Que deveres o trabalhador tem na NR 12?

A norma trata o trabalhador pela capacitação e pelos procedimentos. O capítulo 12.16 cuida da capacitação, com o conteúdo definido no Anexo II, e o item 12.14.1 exige procedimentos de trabalho e segurança específicos e padronizados por máquina, elaborados a partir da apreciação de riscos. O item 12.14.2.1 dispensa registro escrito da inspeção de rotina no início do turno. Na SULTS, o procedimento fica disponível no celular, na própria máquina.

Máquina certificada pelo INMETRO precisa atender a NR 12?

O item 12.1.4, alínea f, lista entre as exclusões as máquinas certificadas pelo INMETRO com todos os requisitos de construção atendidos, e o item 12.1.4.1 traz a contra-exceção para máquinas dentro de equipamentos estáticos. Vale ler as duas alíneas juntas antes de concluir. Na SULTS, a máquina certificada continua no cadastro da planta com os roteiros que a empresa define, porque o registro de manutenção organiza a operação de qualquer forma.

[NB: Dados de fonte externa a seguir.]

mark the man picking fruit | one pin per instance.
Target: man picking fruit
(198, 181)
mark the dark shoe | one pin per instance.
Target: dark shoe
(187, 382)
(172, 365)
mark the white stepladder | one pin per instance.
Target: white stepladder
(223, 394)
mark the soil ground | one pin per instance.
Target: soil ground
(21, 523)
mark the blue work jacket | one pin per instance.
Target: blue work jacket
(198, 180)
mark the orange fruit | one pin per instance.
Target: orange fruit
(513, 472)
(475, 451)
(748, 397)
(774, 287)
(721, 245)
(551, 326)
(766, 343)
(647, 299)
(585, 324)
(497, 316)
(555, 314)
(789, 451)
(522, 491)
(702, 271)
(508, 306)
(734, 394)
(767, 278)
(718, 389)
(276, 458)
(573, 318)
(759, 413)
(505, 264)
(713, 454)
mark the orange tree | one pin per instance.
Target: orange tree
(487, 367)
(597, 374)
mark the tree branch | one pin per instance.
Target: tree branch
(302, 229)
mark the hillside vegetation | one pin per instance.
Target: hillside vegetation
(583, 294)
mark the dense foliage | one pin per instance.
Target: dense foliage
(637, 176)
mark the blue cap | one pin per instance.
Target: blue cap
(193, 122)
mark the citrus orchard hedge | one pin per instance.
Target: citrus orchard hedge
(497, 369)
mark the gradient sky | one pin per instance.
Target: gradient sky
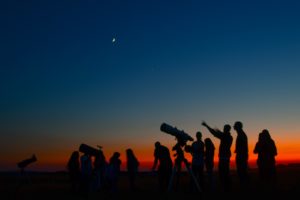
(64, 82)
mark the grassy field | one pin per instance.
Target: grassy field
(56, 186)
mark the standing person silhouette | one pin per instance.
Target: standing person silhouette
(197, 152)
(209, 155)
(73, 167)
(100, 165)
(241, 150)
(132, 167)
(224, 153)
(86, 173)
(266, 150)
(162, 156)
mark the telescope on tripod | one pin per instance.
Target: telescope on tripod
(24, 163)
(182, 138)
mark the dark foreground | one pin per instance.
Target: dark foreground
(56, 186)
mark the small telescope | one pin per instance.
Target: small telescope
(181, 136)
(26, 162)
(84, 148)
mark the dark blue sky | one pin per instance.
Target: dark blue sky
(182, 62)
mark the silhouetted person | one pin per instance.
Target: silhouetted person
(73, 167)
(113, 171)
(241, 150)
(224, 153)
(86, 173)
(100, 165)
(266, 150)
(209, 155)
(197, 151)
(132, 167)
(162, 156)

Como uma indústria com várias plantas aplica a NR 12 com a SULTS?

A matriz cadastra as máquinas por planta, monta os roteiros por tipo de equipamento e por anexo aplicável, e define a periodicidade que o fabricante determina. O time de manutenção registra cada intervenção pelo aplicativo, com os cinco campos do item 12.11.2. A não conformidade abre plano de ação com responsável e prazo, e a direção acompanha todas as plantas no mesmo painel da SULTS.

Como a SULTS registra a manutenção exigida pela NR 12?

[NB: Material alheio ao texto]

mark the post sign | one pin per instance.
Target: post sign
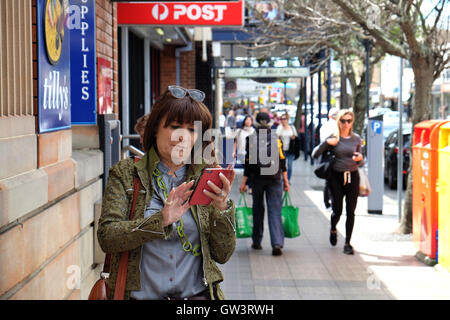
(53, 66)
(207, 13)
(297, 72)
(82, 61)
(104, 86)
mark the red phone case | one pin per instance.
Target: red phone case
(198, 196)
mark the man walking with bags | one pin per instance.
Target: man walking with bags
(266, 163)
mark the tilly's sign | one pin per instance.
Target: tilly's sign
(207, 13)
(53, 65)
(82, 61)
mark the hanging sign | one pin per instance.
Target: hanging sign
(207, 13)
(297, 72)
(81, 23)
(104, 86)
(53, 65)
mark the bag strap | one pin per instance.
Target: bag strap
(119, 292)
(242, 197)
(286, 199)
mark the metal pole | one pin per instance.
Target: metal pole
(305, 108)
(367, 45)
(312, 117)
(125, 82)
(400, 144)
(329, 82)
(319, 98)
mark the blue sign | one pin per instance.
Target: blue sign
(377, 126)
(81, 23)
(53, 66)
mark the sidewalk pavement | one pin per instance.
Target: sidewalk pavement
(383, 267)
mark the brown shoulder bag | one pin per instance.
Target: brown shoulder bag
(100, 290)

Cada intervenção é um registro com data, serviço realizado, peças reparadas ou substituídas, indicação conclusiva sobre as condições de segurança e nome do responsável, que são exatamente os cinco elementos do item 12.11.2. A SULTS guarda esse histórico por equipamento, aceita foto como evidência e exporta o conjunto quando a Auditoria-Fiscal solicita.

Como a matriz acompanha a conformidade NR 12 de cada planta na SULTS?

O painel da SULTS mostra conformidade por planta e por máquina, manutenção vencida e a vencer pelo cronograma do item 12.11.2.2, histórico completo de cada equipamento e situação de capacitação por colaborador. A direção identifica qual planta e qual máquina concentram pendência e age antes de a auditoria apontar, sem depender de consolidação manual de planilhas.